If the client agrees to the policy then the value of this unique identifier
is added to the P3P-Protocol-Policy HTTP general header. As intervening
hosts are contacted this header is simply appended to. The transmission
of the policy-id does not imply acceptance of the policy, but rather
indicates which policy the client believes is in effect. Acceptance
of policies is out of scope. The web site must not collect data if
the policy-id is missing or out of date. Any change to the policy
requires that the policy-id be changed. The proposed modification
make use of HTTP-Ext framework. The namespace
to be used is the same specified in the current P3P draft namely, http://www.w3.org/2000/P3Pv1.
HTTP Header Example:
[Client]
GET foo.html HTTP/1.1
Host: sample.com
Opt: "http://www.w3.org/2000/P3Pv1"; ns=11;
11-P3P-Protocol-Policy:
11-P3P-Content-Policy:
Server]
400 Bad Request;
[contents of the protocol policy stating that the user-agent header
is needed for content rendering; policy-id="sample.com54321"]
Client]
User turns on transmission of user agent header.
GET foo.html HTTP/1.1
Host: sample.com
Opt: "http://www.w3.org/2000/P3Pv1"; ns=11;
11-P3P-Protocol-Policy: sample.com54321
Server]
200 OK
[contents of foo.html]
Cookie Example:
Client]
GET foo.html HTTP/1.1
Host: sample.com
Server]
200 OK
Set-Cookie: foo="bar"
[contents of foo.html]
Client]
Rejects all cookies and selects a link from foo.html.
GET somelink.html HTTP/1.1
Host: sample.com
Server]
400 Bad Request
[contents of the protocol policy stating that the cookie named "foo"
is used for session tracking only on this realm; policy-id="sample.com12345"]
Client]
User turns on acceptance of cookie foo.
Client]
GET somelink.html HTTP/1.1
Host: sample.com; Cookie: foo="bar";
Opt: "http://www.w3.org/2000/P3Pv1"; ns=11;
11-P3P-Protocol-Policy: sample.com12345
Server]
200 OK
[contents of somelink.html]
Note: the protocol policies will be made up of more than cookies
or headers but include some combination of the two.
Content Policy
The content policy is a P3P policy that is contained in the HTTP multipart
response with the HTML document. The policy details the release of
information. Since the content policy is combined with the HTML as
one entity, when the entity expires so does the policy. User agents
must not repost forms without first validating the expiration time of the
HTML document containing the form. This is done to check for a modified
policy. Consider the case of the user agent verifying that the document
containing the form is still valid and re-posts the form. Consider that
the policy expires in transit. The host must return a 400 Bad Request
HTTP response with descriptive text identifying the problem.

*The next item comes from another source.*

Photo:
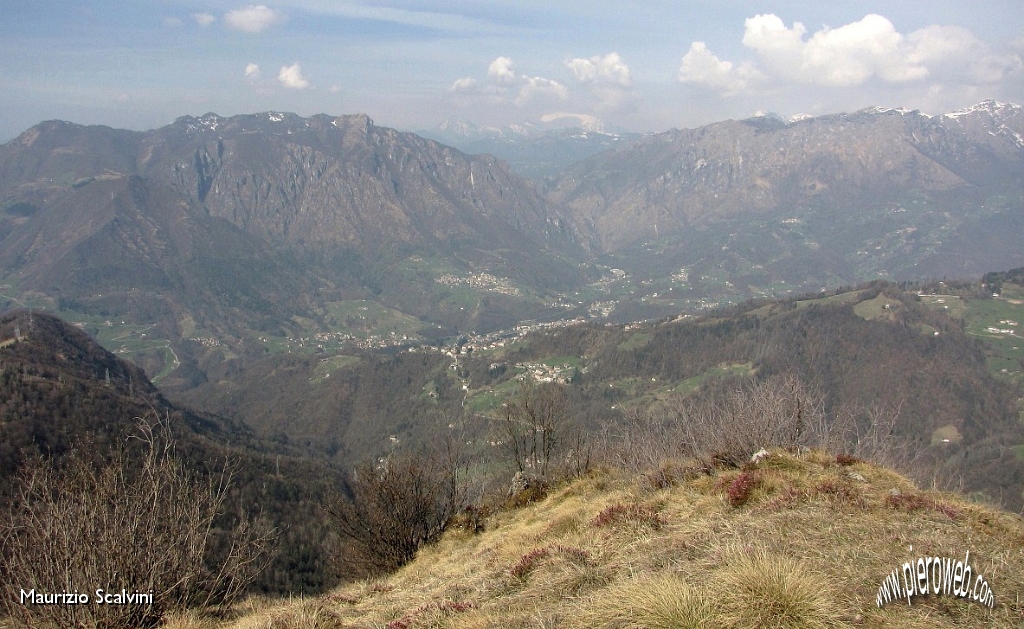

The current P3P data schema suits the content policy purpose.
There are two attributes that must be added to the current P3P schema in
order to be able to link the content policy to the HTML document.
The first attribute is the policy-id attribute of the POLICY element.
This attribute has the same semantics as in protocol policy except that
the value of this unique identifier is added to the P3P-Content-Policy
header. As intervening hosts are contacted, the P3P-Content-Policy
header is simply appended to (for example, if a transcoding proxy is encountered
and the content is significantly changed). The second attribute to
be added is the target attribute. This attribute would be added to
the DATA element. The target attribute contains a fragment identifier
that is part of the referenced document. In the case of HTML and
XML, the fragment identifier refers to the ID of the HTML element in the
HTML document.
Content Policy Sample for HTML (http://www.catalog.example.com/SampleForm.html)
<html>
<head></head>
<body>
Please submit your name:
<FORM METHOD="POST" ACTION="http://www.w3.org/cgi/login.cgi"
name="loginform">
First:<INPUT ID="FirstName" TYPE="TEXT" NAME="fname"
SIZE="20" /><br/>
Middle:<INPUT ID="MiddleName" TYPE="TEXT" NAME="mname" SIZE="20"
/><br/>
Last:<INPUT ID="LastName" TYPE="TEXT" NAME="lname" SIZE="20"
/><br/>
<INPUT TYPE="SUBMIT" VALUE="Sign On">
<INPUT TYPE="RESET" VALUE=" Clear ">
</FORM>
</body>
</html>
----- Multipart separator -----
<POLICY xmlns="http://www.w3.org/2000/P3Pv1"
disuri="http://www.catalog.example.com/PrivacyPracticeBrowsing.html"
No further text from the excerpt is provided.